This proposal adds a new migrant survey component to an existing, funded NIH Program Project, the Family Migration Context and Early Life Outcomes Project (FAMELO). FAMELO examines the impact of migration by family members on children age 5-17 who remain in the sending context and assesses their early socio-emotional adjustment, socialization, schooling, and transition to adulthood. The Nepal component of the FAMELO project in Chitwan, Nepal, interviews both the child and a primary caregiver in the sending context, but currently has no direct interview with migrants who have left the household.
This proposal builds upon the Nepal FAMELO study design with a telephone survey of migrants who have left the focal children’s homes. An aim of FAMELO is to understand how children transition to adulthood and may even become migrants themselves. Interviewing household members who have left as labor migrants would be an important addition to our study. The migration experiences of these currently migrating household members affect children’s life courses. The working conditions of migrants, the strength of the migrant-child bond, and amount of remittances migrants send home: all these factors shape the aspirations for family, education, and work for children in the sending context.
The existing Nepal FAMELO design is a two-wave, 2,000 household survey scheduled to begin by Fall, 2016. Given our prior work in Nepal and with Nepali migrants in the Gulf states, we estimate that about 40% of households, or N=800, will have a current migrant in the Gulf. Our augmentation design will survey via telephone these household members in the Gulf and assess their working conditions, economic benefits, and communication with their sending household and the focal child. In addition, we plan to survey a subset of migrants currently living in non-Gulf regions: this important comparison group will allow us to understand if migration streams and experiences in the Gulf states differ from migration to areas Nepali migrants have frequently chosen, such as India, other places in Nepal, and Southeast and East Asia.
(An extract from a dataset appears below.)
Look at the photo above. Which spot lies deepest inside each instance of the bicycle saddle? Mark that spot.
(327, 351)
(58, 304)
The existing FAMELO design also collects retrospective migration history from all households, and thus we will be able to compare households with past migration experience to those with current and no migration experience.
The proposed project draws on a multidisciplinary team with extensive experience collecting data in Nepal and with Nepali migrants in the Gulf States. Based on the individual qualifications of team members and the history of effective collaboration, we are well-positioned to carry out the proposed research.